In the Nature study, researchers led by John Maris, a professor of pediatric oncology at CHOP, investigated use of PC CAR-T cells developed using Myrio's scFvs to target an intracellular protein in mouse models of neuroblastoma.

They demonstrated that the PC CAR T cells could selectively target peptides from the intracellular transcription factor, paired homeobox-like 2B' (PHOX2B), presented on the cancer cell surface by the MHC.

"PHOX2B is normally involved in orchestrating early neural crest cell development, then is silenced once cells have differentiated into mature tissues," said Yarmarkovich.

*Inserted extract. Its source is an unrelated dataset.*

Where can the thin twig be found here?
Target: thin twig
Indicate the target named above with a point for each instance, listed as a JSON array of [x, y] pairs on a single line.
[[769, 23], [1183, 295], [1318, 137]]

"However, it remains activated in neuroblastoma and acts as part of a core-regulatory circuit, preventing cells from differentiating, and maintaining the cancerous phenotype." In multiple patient-derived mouse xenograft models, the PC CAR T cells completely eradicated tumors, despite neuroblastoma being a low MHC expressing solid tumor. This was shown by "allowing tumor growth, then treating mice with PHOX2B-directed PC CAR T cells or with non-CAR T cells from the same donors, then assessing tumor disappearance and non-recurrence," noted Yarmarkovich.

"We discovered the PHOX2B target in tumors collected directly from patients, so we expect patient tumors to express the same targets," he added.

"However, although patient-derived xenografts are good target models, they do not model the tumor microenvironment confronting T cells in patients, so we are now devising strategies to ensure T cells are optimally functional in patient tumors."

The new immunotherapy was also shown to target the same PHOX2B peptide presented by different MHC molecules.

This is important, as targeting peptide-MHC molecules is problematic due to the diversity of MHC proteins within populations, such that a peptide-MHC-targeted treatment is restricted to patients with a specific or closely related MHC.

"For the first time, we will be able to use a single product to treat a much broader patient population," said Smith. /p>

"This will improve our ability to recruit patients for clinical trials, especially in rare disease settings, and treat patients with diverse ethnic backgrounds and genetics," he said.

"Our work has generated exquisitely selective antibodies with very potent antitumor activity using CAR and other immunotherapy formats," said Yarmarkovich.

"The PC nature of these antibodies allowed us to show that tumor peptides could be recognized across different human leukocyte antigens (HLAs), which will broaden the application of the immunotherapy to more children with these deadly cancers."

Although no safety concerns were detected, "mice are poor surrogates for toxicities in humans, since they do not express the same MHC. Therefore we performed additional safety screens pairing computational predictions with binding and functional experiments," said Yarmarkovich.

"We are currently engaged in investigational new drug (IND)-enabling testing of the scFv binders/CAR T [immunotherapy] to assess the risks for off-target toxicity," Smith said.

"Together with CHOP, we plan to move the CAR T program into the clinic around the end of next year and will use the same approach to target other pediatric cancers with a high unmet medical need," said Smith.